Nando Reis pediu “detalhes” de duas maneiras, mas não conseguiu. Um dos pedidos é que as empresas de streaming e gravadoras deem mais detalhes de seus números aos artistas. Para ele, as principais lutas dos autores são “sempre” pela transparência e pela manutenção dos direitos autorais.

Já em sua nova turnê, ele pediu autorização para cantar “Detalhes”, clássico de Roberto Carlos. O rei negou, mas Nando entendeu e aceitou. Em entrevista ao G1, ele falou do trabalho no palco, com músicas de Roberto. Também comentou a luta para abrir os dados do streaming.

“Não entendo que na era digital não exista um código ou qualquer coisa em que imediatamente se toque a música em qualquer lugar e vá pro autor aquilo que lhe é devido”, reclama.

Nando foi o quarto artista que mais arrecadou no streaming no Brasil em 2018, segundo o Ecad.

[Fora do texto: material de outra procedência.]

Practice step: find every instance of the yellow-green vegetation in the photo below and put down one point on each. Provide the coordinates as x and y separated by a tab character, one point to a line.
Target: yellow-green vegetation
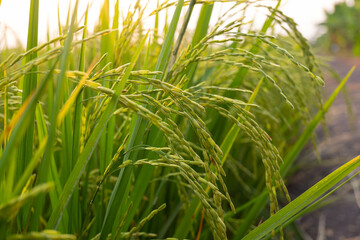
180	132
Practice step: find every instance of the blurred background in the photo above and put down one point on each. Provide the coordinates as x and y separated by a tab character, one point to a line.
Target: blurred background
333	28
308	14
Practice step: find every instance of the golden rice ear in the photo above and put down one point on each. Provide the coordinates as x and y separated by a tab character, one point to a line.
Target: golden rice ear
139	129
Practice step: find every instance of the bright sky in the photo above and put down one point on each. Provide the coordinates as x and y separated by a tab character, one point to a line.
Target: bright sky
14	15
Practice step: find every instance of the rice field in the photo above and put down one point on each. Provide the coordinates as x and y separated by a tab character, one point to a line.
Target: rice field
172	132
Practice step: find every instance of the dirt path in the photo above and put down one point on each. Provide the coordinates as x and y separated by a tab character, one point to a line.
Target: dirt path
339	220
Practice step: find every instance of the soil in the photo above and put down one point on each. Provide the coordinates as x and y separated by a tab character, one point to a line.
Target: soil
340	218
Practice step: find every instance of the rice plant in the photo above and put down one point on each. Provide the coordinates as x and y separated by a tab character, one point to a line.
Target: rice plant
134	133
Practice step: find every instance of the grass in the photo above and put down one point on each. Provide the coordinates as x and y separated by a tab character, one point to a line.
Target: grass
107	134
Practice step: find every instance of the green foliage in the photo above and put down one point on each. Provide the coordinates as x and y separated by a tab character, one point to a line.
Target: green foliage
342	28
137	133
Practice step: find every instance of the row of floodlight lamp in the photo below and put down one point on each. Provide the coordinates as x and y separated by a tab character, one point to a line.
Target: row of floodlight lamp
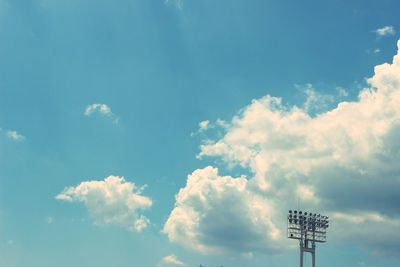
309	219
309	214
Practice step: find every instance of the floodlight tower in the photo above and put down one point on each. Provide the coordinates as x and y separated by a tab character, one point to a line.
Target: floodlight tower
308	228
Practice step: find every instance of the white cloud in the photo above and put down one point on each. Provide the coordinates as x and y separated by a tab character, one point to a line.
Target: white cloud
219	214
177	3
171	260
101	109
343	161
14	135
204	125
49	220
385	31
112	201
317	102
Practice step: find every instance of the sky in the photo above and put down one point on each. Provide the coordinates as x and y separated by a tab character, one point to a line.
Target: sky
180	132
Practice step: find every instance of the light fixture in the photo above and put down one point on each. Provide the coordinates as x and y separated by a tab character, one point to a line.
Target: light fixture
309	229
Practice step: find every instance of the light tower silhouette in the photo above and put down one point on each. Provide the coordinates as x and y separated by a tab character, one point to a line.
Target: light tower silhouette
308	228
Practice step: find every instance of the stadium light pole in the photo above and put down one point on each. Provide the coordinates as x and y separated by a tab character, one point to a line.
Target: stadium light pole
308	228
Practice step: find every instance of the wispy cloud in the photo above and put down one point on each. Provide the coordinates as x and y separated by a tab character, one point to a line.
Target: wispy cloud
385	31
177	3
101	109
13	135
111	201
171	260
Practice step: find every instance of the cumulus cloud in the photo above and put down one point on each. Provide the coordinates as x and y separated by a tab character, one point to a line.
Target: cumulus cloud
343	161
385	31
171	260
220	214
101	109
13	135
111	201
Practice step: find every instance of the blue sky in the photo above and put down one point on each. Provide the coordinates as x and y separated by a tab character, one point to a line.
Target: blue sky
174	133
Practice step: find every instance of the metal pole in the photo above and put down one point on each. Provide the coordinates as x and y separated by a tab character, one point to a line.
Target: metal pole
301	255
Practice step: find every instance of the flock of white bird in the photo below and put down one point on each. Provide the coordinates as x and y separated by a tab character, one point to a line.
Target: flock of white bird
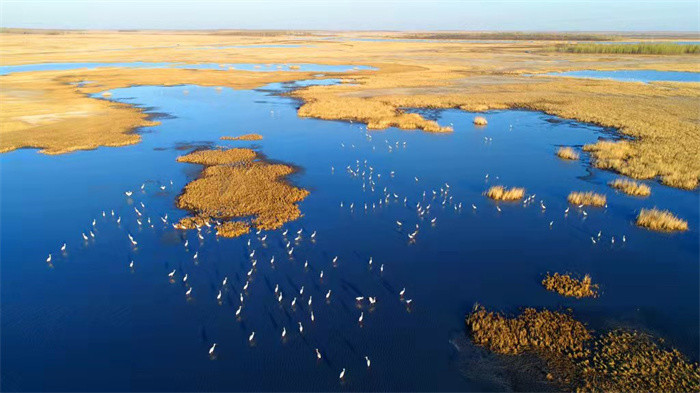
372	181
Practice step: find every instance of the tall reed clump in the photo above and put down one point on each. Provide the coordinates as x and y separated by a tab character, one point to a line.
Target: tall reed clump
661	220
245	137
232	185
500	193
632	49
630	187
566	285
587	199
480	121
567	153
617	361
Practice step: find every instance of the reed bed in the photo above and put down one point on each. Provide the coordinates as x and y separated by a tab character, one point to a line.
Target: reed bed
531	330
232	229
631	187
632	49
244	137
661	220
567	153
218	156
234	186
626	361
500	193
587	199
618	361
566	285
480	121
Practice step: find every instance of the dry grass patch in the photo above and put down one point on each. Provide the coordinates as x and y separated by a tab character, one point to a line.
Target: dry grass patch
566	285
233	186
630	187
480	121
531	331
619	361
587	199
232	229
246	137
567	153
635	362
661	220
500	193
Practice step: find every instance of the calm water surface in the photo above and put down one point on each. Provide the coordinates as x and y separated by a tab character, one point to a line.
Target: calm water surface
89	322
634	75
4	70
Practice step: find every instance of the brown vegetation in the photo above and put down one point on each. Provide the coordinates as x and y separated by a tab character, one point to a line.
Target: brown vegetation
661	117
480	121
567	153
661	220
233	186
246	137
587	199
630	187
500	193
619	361
531	331
566	285
232	229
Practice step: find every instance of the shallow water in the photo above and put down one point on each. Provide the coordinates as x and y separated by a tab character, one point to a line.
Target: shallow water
88	322
634	75
4	70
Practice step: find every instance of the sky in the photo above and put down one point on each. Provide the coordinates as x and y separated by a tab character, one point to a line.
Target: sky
504	15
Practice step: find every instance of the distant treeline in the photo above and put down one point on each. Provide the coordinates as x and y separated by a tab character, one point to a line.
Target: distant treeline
639	49
509	36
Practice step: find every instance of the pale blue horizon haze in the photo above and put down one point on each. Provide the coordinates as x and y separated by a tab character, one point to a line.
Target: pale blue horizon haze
498	15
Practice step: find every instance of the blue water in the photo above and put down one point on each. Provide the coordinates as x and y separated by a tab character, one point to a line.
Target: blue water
634	75
4	70
88	322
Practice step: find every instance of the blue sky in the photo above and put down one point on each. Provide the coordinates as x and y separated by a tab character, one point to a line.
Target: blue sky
545	15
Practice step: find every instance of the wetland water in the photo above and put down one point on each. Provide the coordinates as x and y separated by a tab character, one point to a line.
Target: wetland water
267	67
89	322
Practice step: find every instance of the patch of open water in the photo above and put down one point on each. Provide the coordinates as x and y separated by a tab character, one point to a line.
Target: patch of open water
89	322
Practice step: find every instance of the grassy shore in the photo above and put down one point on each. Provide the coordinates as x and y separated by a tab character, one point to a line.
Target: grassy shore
632	49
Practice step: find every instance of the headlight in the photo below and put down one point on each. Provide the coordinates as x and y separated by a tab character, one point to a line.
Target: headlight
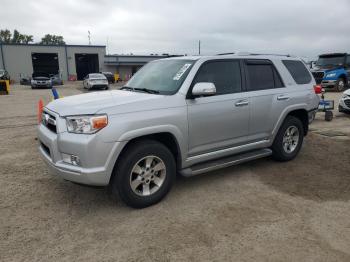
331	75
86	124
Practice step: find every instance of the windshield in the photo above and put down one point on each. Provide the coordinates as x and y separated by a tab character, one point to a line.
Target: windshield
330	61
97	76
163	76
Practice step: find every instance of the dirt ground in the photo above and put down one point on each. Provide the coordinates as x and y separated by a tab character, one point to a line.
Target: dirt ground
258	211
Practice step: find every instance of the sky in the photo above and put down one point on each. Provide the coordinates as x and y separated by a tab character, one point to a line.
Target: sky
304	28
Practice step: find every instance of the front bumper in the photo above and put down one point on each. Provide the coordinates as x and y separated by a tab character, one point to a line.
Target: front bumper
97	158
344	104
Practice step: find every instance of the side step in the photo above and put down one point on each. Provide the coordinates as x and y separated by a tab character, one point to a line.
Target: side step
225	162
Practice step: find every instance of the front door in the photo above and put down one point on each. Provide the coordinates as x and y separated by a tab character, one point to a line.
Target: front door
220	121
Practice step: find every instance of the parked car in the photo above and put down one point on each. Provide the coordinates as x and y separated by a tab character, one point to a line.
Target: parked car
56	79
40	80
4	75
95	81
25	81
186	115
344	102
110	77
333	71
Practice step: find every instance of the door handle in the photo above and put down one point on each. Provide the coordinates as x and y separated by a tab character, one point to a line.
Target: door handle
242	103
282	97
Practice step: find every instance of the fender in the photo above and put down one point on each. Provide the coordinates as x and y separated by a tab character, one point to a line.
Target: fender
283	116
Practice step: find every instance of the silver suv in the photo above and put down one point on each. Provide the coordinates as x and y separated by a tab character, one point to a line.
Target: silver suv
186	115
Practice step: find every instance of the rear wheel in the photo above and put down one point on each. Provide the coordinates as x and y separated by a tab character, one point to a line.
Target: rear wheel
144	174
340	85
288	140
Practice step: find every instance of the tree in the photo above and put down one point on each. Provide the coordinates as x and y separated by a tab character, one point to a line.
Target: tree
27	39
5	36
52	40
17	38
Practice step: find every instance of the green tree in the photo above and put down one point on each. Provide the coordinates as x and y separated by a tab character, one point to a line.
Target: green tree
5	36
27	39
52	40
19	38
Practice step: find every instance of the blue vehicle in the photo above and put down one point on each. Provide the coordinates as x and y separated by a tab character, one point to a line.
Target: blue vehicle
333	71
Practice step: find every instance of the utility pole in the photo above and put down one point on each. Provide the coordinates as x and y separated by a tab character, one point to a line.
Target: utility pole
89	37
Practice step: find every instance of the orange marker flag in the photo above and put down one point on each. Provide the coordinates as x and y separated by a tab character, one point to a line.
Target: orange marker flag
40	109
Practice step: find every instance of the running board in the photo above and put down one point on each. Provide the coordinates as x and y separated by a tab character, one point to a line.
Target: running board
224	162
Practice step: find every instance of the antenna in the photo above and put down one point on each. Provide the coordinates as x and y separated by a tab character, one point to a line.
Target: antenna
89	37
107	46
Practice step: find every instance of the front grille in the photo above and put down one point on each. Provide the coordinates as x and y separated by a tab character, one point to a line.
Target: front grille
318	76
45	148
347	102
99	86
49	121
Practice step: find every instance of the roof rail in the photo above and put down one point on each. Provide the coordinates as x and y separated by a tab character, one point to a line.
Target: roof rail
287	55
255	54
232	53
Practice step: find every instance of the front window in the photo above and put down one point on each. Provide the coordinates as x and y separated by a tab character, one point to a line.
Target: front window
96	76
162	76
328	61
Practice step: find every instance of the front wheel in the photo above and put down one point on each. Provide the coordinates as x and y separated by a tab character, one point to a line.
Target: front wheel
340	85
288	140
144	174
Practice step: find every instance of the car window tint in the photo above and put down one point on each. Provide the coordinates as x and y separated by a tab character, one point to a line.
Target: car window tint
298	71
278	80
260	76
225	75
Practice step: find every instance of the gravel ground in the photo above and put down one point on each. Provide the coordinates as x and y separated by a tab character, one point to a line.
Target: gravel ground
258	211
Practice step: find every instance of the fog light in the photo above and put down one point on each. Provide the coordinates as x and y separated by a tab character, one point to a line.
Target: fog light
71	159
75	160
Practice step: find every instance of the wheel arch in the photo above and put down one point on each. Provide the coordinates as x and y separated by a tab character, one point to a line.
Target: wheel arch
297	111
344	76
166	138
303	115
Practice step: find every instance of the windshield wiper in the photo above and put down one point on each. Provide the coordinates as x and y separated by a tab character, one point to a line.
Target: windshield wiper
127	88
150	91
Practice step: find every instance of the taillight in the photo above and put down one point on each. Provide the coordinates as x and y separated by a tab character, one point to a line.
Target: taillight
318	89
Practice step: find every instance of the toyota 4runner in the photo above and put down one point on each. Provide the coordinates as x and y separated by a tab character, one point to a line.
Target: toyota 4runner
185	115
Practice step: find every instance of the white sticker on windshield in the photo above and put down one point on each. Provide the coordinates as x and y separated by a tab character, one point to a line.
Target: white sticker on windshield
181	72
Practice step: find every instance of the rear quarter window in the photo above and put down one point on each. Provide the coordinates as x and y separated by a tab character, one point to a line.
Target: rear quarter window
298	71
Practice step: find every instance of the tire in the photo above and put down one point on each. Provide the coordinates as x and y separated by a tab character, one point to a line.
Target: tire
328	116
135	158
280	150
340	86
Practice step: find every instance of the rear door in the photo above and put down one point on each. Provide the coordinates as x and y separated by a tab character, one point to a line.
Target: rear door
347	68
268	97
220	121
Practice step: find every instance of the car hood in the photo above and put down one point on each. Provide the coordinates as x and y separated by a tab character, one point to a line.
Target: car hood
102	102
41	78
347	92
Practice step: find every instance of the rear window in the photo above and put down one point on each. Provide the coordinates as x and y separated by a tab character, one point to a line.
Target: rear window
298	71
262	75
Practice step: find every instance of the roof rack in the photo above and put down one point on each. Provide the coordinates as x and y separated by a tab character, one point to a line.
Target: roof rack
232	53
253	54
287	55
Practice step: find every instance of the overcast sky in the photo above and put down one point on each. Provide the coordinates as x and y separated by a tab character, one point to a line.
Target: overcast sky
301	27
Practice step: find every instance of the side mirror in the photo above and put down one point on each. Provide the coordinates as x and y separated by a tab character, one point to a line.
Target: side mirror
204	89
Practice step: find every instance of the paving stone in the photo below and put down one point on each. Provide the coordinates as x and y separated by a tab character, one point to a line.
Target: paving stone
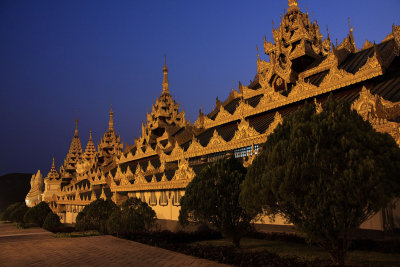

Ele diz que aproveita a notoriedade e “alguma relevância” que seu trabalho tem para lutar por todos.

“Quando você deixa de pagar direitos autorais, você não está tirando dinheiro apenas de quem já ganha dinheiro, está tirando pouco de quem ganha pouco também”, defende.

Para Nando, o problema não nasceu com o streaming. “Há uma coisa muito estranha, desde gravadoras a escritórios de arrecadação, que esses números não estão muito à disposição. Essa cultura do ‘vocês não podem ter acesso a isso’ está errada”, afirma.

Questionado se essa prática de esconder os dados dos artistas acontece, a resposta vem uma risada. “Acontece. E muito. Há muitos anos”.

Na terça-feira (11), o cantor paulistano esteve no Senado defendendo os direitos autorais, ao lado de Frejat e Paula Lavigne, depois de o setor hoteleiro tentar emplacar o fim da cobrança do Ecad em quartos de motel e hotel.

“Por que um hotel, restaurante toca uma música? Toca, porque certamente faz parte da construção do seu ambiente para atrair pessoas”, defende. O cantor vê a proposta de lei como “absurda”.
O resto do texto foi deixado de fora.